Java Arrays in Jython - JArray

Many Java methods require Java array objects as arguments. The way that these arguments are used means that they must correspond to fixed-length, mutable sequences, sometimes of primitive data types. The PyArray class is added to support these Java arrays and instances of this class will be automatically returned from any Java method call that produces an array. In addition, the "jarray" module is provided to allow users of Jython to create these arrays themselves, primarily for the purpose of passing them to a Java method.

The jarray module exports two functions:

array(sequence, type)
zeros(length, type)

array will create a new array of the same length as the input sequence and will populate it with the values in sequence. zeros will create a new array of the given length filled with zeros (or null's if appropriate).

type can either be a single character typecode (using the same mappings as Python's array module) or it can be an instance of a JavaClass object.
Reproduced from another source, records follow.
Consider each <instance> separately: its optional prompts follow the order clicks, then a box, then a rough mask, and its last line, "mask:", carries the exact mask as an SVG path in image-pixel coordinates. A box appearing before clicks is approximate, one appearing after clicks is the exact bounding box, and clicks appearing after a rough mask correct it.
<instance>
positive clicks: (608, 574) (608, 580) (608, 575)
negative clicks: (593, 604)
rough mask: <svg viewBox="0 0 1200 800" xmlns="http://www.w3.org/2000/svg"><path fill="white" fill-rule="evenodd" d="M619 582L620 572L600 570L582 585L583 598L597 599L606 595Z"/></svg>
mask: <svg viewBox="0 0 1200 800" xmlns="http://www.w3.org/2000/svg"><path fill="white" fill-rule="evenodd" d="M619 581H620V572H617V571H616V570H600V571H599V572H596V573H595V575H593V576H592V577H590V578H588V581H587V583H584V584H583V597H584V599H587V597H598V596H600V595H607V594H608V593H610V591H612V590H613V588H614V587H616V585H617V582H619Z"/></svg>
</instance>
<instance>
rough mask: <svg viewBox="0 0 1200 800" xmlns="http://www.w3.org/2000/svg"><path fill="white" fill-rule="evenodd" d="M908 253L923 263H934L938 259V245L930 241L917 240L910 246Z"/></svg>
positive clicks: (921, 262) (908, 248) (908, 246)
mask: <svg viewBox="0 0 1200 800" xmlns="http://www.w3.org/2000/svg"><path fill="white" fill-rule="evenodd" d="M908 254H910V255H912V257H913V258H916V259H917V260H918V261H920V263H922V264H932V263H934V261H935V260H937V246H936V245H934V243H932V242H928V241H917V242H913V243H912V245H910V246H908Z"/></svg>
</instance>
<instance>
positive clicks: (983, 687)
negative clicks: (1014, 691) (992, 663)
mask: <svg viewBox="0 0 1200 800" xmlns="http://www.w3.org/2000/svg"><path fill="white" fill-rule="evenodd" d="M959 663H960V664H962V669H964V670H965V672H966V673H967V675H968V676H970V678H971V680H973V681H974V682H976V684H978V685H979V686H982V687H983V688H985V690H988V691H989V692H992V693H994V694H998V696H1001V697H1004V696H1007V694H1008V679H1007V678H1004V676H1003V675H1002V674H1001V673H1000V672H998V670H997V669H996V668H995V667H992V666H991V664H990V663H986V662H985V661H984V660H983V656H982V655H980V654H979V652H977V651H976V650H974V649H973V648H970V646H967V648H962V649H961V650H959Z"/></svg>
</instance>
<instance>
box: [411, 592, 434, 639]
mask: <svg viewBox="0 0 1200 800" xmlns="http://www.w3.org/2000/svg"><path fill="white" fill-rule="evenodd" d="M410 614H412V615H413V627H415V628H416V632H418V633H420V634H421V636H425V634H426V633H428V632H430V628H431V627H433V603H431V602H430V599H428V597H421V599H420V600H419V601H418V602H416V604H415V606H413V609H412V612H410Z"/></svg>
The valid typecodes are shown in the following table:

Character Typecode Corresponding Java Type
z boolean
c char
b byte
h short
i int
l long
f float
d double

Example

>>> from jarray import zeros, array
>>> array([1,2,3], 'd')
array([1.0, 2.0, 3.0], double)
>>> zeros(3, 'f')
array([0.0, 0.0, 0.0], float)
>>> from java.util import Hashtable
>>> array([Hashtable(), Hashtable()], Hashtable)
array([<java.util.Hashtable instance at 2045730>, <java.util.Hashtable instance at 2045714>], java.util.Hashtable)
>>> zeros(5, Hashtable)
array([None, None, None, None, None], java.util.Hashtable)
This example show how to create an array of three specific doubles, a length-three array of floats, an array of two specific instance of java.util.Hashtable, and an empty array of java.util.Hashtable's.